After having worked several years in Africa, I think these principles are relevant both in an international setting and for most countries, even when resources are scarce. You cannot easily handle a cholera outbreak in Mudzi in Zimbabwe from Geneva, or a measles outbreak in Bulgaria from Stockholm or Brussels. Successful tackling of such incidents are all dependent on local context knowledge and capacities.
Investing in health preparedness is investing in strengthening key functions of health systems. The IHR is just that, a description of a health system with a special design for outbreaks and incidents of public health concern. The role of WHO in implementing the IHR is key to the successful implementation of IHR and to achieving the goals of the Global Health Security Agenda. While vertical programs, such as disease-specific initiatives, can have measurable, short-term results, sustainable solutions to public health problems should be built on a horizontal approach, with local, regional and national commitments and responsibilities. However, this approach should prioritize interventions that can have the greatest positive effects for the countries with the weakest public health systems, rather than prioritizing the needs of the countries with the strongest public health systems.
Public health, animal health and environmental health are closely intertwined. To strengthen co-operation between sectors of public health, animal health, social sciences and environmental health, a ‘One Health Approach’ is needed. Owing to the inter-sectorial nature of the IHR, there is also a need for greater promotion of the regulations beyond the health sector, both nationally and internationally. To avoid a segmented or vertical organization of work, global health security work needs to focus on multi-sectorial collaboration – not becoming a new vertical program.

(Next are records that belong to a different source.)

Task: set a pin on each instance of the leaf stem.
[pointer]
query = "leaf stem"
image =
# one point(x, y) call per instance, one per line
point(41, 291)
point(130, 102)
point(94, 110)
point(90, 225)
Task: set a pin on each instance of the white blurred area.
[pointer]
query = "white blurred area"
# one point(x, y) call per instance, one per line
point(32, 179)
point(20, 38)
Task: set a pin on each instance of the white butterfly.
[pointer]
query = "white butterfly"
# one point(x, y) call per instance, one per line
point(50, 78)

Research in areas important for preparedness and response also needs strengthening, notably research with a ‘One Health’ perspective. Humans are part of a biological continuum that covers all living species, and most new and emerging infectious diseases are zoonotic – actually 3 out of 4 are emerging in the human – animal interface. We need to stay friends with our hosts, the environment, the biologic diversity which we ourselves are part of, and which generously is giving us our everyday food – and with the microorganisms, without them we would not have been here.
More research is needed to better understand the epidemiology of infectious diseases, how to implement effective evidence based preventive measures and how to make content and context sensitive preparedness plans for public health incidents in all sectors, both of national and international concern. Only with a multi-sectorial approach can we understand better infectious diseases and the inextricable links between human and animal health as well as the health of the ecosystems we all inhabit.

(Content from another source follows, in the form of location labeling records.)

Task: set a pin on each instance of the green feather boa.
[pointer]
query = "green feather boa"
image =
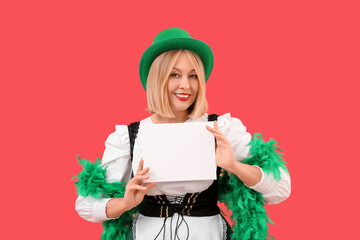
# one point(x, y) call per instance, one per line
point(248, 213)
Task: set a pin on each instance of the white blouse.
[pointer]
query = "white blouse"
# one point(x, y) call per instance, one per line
point(117, 160)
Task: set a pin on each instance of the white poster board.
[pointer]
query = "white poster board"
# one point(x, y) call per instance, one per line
point(179, 151)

There is a win-win situation of working collaboratively on infectious disease control. One network to work with in this respect is the International Agency for National Public Health Institutes (IANPHI). We need to listen carefully to the needs as expressed by the LMICs before we go into too many details of the actions points of GHSA, we need to agree on the framework before discussing the details.
Norway’s motivation to invest is based on solidarity with the countries in greatest need and with the weakest health systems. Such investments will hopefully have a sustainable impact both for the health of populations on a daily basis and for protection of serious consequences of outbreaks both nationally and globally.